Car L’Odyssée n’est pas qu’un événement culturel sur les eaux parisiennes. C’est aussi un projet avec une forte dimension sociale, porté par des idées de transmission, d’inclusion et d’insertion. C’est pourquoi les bateaux ne sont pas construits à la chaîne par des professionnels expérimentés, mais sur des chantiers navals mis en place avec des structures partenaires. Le premier bateau, Alexandra I, a par exemple été construit par les résidents et les salariés de l’Armée du Salut, au sein de la Cité de refuge, dans le 13e arrondissement. Associations, centres culturels et sociaux, collectivités publiques… “Un chantier, c’est un défi, une aventure humaine et un fabuleux moyen de réunir des gens d’horizons et de cultures différentes.”
Des partenariats avec des associations, des écoles ou des collectivités
Ce jour-là, dans la cour de Césure, c’est donc Anna, Clément, Lucie, Antoine, Louis, Paul, Flavie, John, Fatoumata, Adrien et Céléna qui présentent fièrement le dernier-né de la flotte de L’Odyssée. Encadrés par David Auboué, menuisier spécialisé dans la construction de bateau, et de Gilbert Mazout, préposé à la création graphique et à la décoration de la coque et de la voile, ces élèves de la formation professionnelle "Métiers du bois" de l’École de la Transition Écologique de Paris partagent leur expérience. “Le principe de ce bateau, c’est que la construction se faisait sans vis, avec des méthodes traditionnelles, explique Adrien. On a utilisé des joints, du cousu-collé.

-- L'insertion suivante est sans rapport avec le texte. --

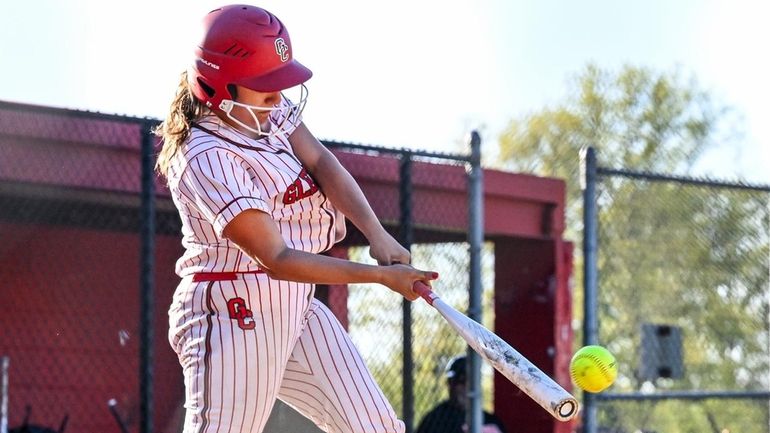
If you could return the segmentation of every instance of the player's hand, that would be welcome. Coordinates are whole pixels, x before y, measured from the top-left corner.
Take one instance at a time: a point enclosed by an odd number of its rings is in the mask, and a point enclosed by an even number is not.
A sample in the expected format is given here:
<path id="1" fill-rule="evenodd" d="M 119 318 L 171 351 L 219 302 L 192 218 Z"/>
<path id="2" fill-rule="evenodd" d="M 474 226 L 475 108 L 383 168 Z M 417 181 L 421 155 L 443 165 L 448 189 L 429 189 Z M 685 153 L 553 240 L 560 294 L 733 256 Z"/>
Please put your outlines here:
<path id="1" fill-rule="evenodd" d="M 417 292 L 412 290 L 415 281 L 422 281 L 430 286 L 430 282 L 438 278 L 436 272 L 421 271 L 409 265 L 382 266 L 380 269 L 382 270 L 382 284 L 410 301 L 420 297 Z"/>
<path id="2" fill-rule="evenodd" d="M 409 251 L 384 230 L 377 237 L 369 239 L 369 255 L 377 260 L 380 266 L 412 261 Z"/>

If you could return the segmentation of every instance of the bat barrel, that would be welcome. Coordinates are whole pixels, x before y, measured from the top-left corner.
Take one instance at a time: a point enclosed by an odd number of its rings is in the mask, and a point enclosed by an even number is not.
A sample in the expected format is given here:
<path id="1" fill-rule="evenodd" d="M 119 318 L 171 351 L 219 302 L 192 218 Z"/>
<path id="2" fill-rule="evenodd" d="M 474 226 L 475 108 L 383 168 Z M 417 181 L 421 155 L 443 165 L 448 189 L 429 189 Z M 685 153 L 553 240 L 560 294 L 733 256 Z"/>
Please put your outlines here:
<path id="1" fill-rule="evenodd" d="M 559 421 L 569 421 L 579 411 L 575 397 L 492 331 L 455 310 L 441 298 L 432 305 L 460 336 L 492 367 Z"/>
<path id="2" fill-rule="evenodd" d="M 506 350 L 502 358 L 482 356 L 554 418 L 559 421 L 574 418 L 580 407 L 575 397 L 518 352 L 514 354 L 510 350 Z"/>
<path id="3" fill-rule="evenodd" d="M 535 364 L 486 328 L 476 330 L 475 333 L 483 337 L 477 340 L 479 353 L 503 376 L 550 412 L 554 418 L 559 421 L 569 421 L 577 415 L 579 405 L 575 397 Z"/>

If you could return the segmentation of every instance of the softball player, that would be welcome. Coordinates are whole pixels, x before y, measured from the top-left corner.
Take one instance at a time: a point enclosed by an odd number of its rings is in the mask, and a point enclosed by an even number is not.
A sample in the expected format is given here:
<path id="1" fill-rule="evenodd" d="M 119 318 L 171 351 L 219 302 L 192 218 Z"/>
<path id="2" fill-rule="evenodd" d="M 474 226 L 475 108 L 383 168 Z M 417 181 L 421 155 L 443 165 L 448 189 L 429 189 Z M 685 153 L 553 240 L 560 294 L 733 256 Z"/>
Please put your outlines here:
<path id="1" fill-rule="evenodd" d="M 309 69 L 289 34 L 248 5 L 211 11 L 158 135 L 158 170 L 182 219 L 169 341 L 185 381 L 185 433 L 261 432 L 280 398 L 329 432 L 402 432 L 314 284 L 381 283 L 409 300 L 438 277 L 378 222 L 301 121 Z M 303 90 L 290 101 L 282 91 Z M 319 255 L 347 216 L 379 266 Z M 403 263 L 403 264 L 398 264 Z"/>

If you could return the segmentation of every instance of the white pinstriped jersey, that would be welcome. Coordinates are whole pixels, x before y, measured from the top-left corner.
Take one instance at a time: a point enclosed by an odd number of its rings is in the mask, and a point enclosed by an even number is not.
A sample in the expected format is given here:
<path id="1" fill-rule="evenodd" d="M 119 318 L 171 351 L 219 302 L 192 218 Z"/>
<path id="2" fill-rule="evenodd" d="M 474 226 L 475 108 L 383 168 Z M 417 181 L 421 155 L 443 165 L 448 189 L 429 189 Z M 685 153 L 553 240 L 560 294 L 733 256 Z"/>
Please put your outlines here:
<path id="1" fill-rule="evenodd" d="M 329 433 L 403 433 L 314 286 L 245 273 L 256 264 L 222 238 L 245 209 L 270 214 L 299 250 L 321 252 L 344 236 L 344 217 L 289 141 L 252 140 L 208 115 L 172 161 L 168 184 L 186 248 L 168 311 L 184 374 L 184 433 L 261 433 L 276 398 Z"/>
<path id="2" fill-rule="evenodd" d="M 177 261 L 177 275 L 257 270 L 222 237 L 225 226 L 246 209 L 270 214 L 293 249 L 323 252 L 344 237 L 344 216 L 294 155 L 288 140 L 293 128 L 285 136 L 254 140 L 213 113 L 196 125 L 168 173 L 186 250 Z"/>

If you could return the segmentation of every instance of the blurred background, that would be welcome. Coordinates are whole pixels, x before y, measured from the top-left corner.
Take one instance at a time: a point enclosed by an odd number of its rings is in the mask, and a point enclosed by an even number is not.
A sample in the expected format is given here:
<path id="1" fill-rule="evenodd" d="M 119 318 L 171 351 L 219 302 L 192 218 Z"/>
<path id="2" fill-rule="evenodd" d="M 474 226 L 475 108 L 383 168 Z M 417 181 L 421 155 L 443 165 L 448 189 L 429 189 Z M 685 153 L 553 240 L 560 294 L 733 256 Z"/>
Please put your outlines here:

On a beaucoup poncé, résiné le bois.” Louis, d’une voix timide dont le public aimerait qu’il augmente le volume, ajoute que le design a été “pensé collectivement”. En attestent les dessins colorés épinglés tout autour. “On a fait beaucoup de tests, et on a élu celui qu’on préférait. Ensuite, on a travaillé à la peinture, avec une technique graffiti au spray, c’était très sympa. On a fini par une belle couche de vernis, et le voilà devant vos yeux.” Sur la photo finale posent également quelques salariés de Natixis, dont la fondation a participé au financement du chantier, permettant ainsi à ses employés de venir participer au chantier en se mêlant aux jeunes élèves.
Un succès grandissant mais maîtrisé
À la barre du projet depuis son lancement, Ricardo Esteban se félicite du succès. L’engouement est tel que les organismes voulant accueillir un chantier se bousculent au portillon, obligeant L’Odyssée à calmer les ardeurs. Car si le kit, dont les plans sont disponibles en open-source, ne coûte que 6 200€, un chantier complet, avec le matériel et l’encadrement, revient à 25 000€. Entre la recherche des financements et la disponibilité de son personnel, L’Odyssée se limite cette année à trois chantiers : celui de Césure avec l’école ETRE Paris, donc, et ceux de Stains et de l’Île-Saint-Denis, avec les maisons de la Jeunesse locales.
Toute la flotte s’est donnée rendez-vous les 22 et 23 juins sur le canal de l’Ourcq, pour la 5e édition de L’Odyssée. Au programme, une parade flottante, mais aussi des ateliers créatifs, des concerts, et de nombreuses tables-rondes, pour que ce moment festif soit aussi un espace politique destiné à réfléchir aux meilleurs moyens de se réapproprier les fleuves et canaux franciliens durablement.